The Congregational Library recently announced that it had added the church records of two more Massachusetts towns—Brockton and Stoneham—to its “Hidden Histories” digital collection.

The description of the Stoneham materials says:
The town of Stoneham, previously known as Charlestown End, was incorporated in 1725. A vote in 1726 provided for the building of a 1,440-square-foot meetinghouse. First Church itself was not founded until July 1729. Their first pastor was Rev. James Osgood who was called in October 1728, and ordained and installed in September 1729. Osgood served until his death in 1746 and was replaced by Rev. John Carnes, who was dismissed from his position in 1757.

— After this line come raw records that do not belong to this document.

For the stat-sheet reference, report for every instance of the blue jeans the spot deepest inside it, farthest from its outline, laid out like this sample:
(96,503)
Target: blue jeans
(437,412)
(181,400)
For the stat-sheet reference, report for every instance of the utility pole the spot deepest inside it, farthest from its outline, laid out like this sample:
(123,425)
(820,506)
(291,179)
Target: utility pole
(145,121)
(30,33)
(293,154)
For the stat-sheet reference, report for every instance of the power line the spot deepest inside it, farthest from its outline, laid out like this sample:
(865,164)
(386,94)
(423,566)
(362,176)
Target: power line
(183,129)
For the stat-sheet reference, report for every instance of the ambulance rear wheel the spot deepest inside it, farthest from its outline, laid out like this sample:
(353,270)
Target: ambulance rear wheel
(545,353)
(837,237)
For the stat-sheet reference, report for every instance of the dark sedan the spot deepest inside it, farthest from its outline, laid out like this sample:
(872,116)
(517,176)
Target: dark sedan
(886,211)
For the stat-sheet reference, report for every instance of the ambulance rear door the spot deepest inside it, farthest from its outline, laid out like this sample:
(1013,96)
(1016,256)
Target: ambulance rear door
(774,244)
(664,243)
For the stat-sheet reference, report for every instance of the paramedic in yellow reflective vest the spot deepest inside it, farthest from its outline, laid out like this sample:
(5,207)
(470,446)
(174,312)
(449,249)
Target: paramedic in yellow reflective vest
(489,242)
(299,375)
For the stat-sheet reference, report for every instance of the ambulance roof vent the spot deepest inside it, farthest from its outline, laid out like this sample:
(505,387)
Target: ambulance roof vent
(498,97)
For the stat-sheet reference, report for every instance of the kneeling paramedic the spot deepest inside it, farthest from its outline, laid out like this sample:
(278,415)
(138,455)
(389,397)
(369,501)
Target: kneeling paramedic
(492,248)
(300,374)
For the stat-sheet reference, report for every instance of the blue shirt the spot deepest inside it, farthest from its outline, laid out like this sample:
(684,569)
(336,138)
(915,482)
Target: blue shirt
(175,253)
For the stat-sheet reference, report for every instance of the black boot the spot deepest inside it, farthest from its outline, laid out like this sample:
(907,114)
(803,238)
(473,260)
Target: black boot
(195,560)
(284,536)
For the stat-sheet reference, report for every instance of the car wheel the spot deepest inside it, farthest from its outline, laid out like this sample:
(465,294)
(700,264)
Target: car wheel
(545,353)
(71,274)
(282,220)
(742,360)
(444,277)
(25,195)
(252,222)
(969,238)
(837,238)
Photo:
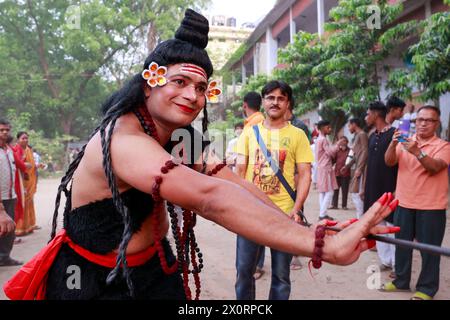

John Searl succeeded John Carnes in 1758/59, followed by the ordination of John Cleaveland in 1785. Cleaveland’s ministry began amicably and he continued in the town and church's favor until the death of his wife in 1793. After his wife’s death, Cleaveland married Elizabeth Evans, his housekeeper, which created tensions in the town. While the church chose to support Cleaveland, the town did not, and both Cleaveland and the church building itself were targets of the town’s ire. An ecclesiastical council called late September 1794 dissolved Cleaveland’s relationship with the town and church.
Despite distractions, my eye was caught by the name of the Rev. John Carnes. A few years back, I named him as Gen. George Washington’s first paid spy. However, that was nearly twenty years after Carnes’s contentious tenure at Stoneham.

Alas, the early volume of church records digitized in this collection—the one document that covers Carnes’s period as minister—doesn’t appear to mention his conflict with the congregation at all. Nor the decision to build a parsonage for him, shown above.

William B. Stevens’s 1891 town history quotes a letter from Carnes to the meeting on 17 May 1750:
I have year after year desired you to consider me with regard to my Salary, but notwithstanding this, and notwithstanding I have sunk by ye fall several Hundred Pounds, I have never had since my ordination but a poor pitiful consideration of £50 Old Ternor.

Whatever you think of it, gentlemen, you have been guilty of great Injustice & oppression and have withheld from your minister more than is meet, not considering what you read, Prov. 11, 24, 25, which Verses run thus. There is that scattereth and yet Increaseth, and there is yt witholdeth more than is meet but it tendeth to poverty. The liberal soul shall be made fat; and he yt watereth shall be watered also himself.

You have never made good your contract with your minister, and was it not for some of his good Friends in this Town and other Places, he must have suffered. Time has been when I have had no corn nor meal in my House & when I have wanted many other necessaries and havent had one Forty shillings in ye World, nor yet Thirty shillings, and when I have been obliged to live by borrowing; and this is ye case now.

But I shall say no more about my circumstances and your Injustice and oppression. What I desire of you now is that you would at this meeting act like honest men and make good your contract that you would make such an addition to my Salary for the present year as that I may be able to subsist. I desire nothing that is unreasonable, make good what you first voted me and I shall be easy. I remain your friend and servant, John Carnes.

P. S. Gentlemen—Please to send me word before your meeting is over what you have done, yt I may send you a Line or two in order to let you know I am easy with what you done or not; for if I cant get a Support by the ministry I must pursue something else; must betake myself to some other business and will immediately do it.
Carnes lasted seven more years at Stoneham before asking to be dismissed. He published a newspaper essay about the conflict, prompting a town meeting vote to respond. Despite that friction, Carnes secured another pulpit at Rehoboth—but that lasted even less time. Finally he opened a shop in Boston, his last career before becoming a spy.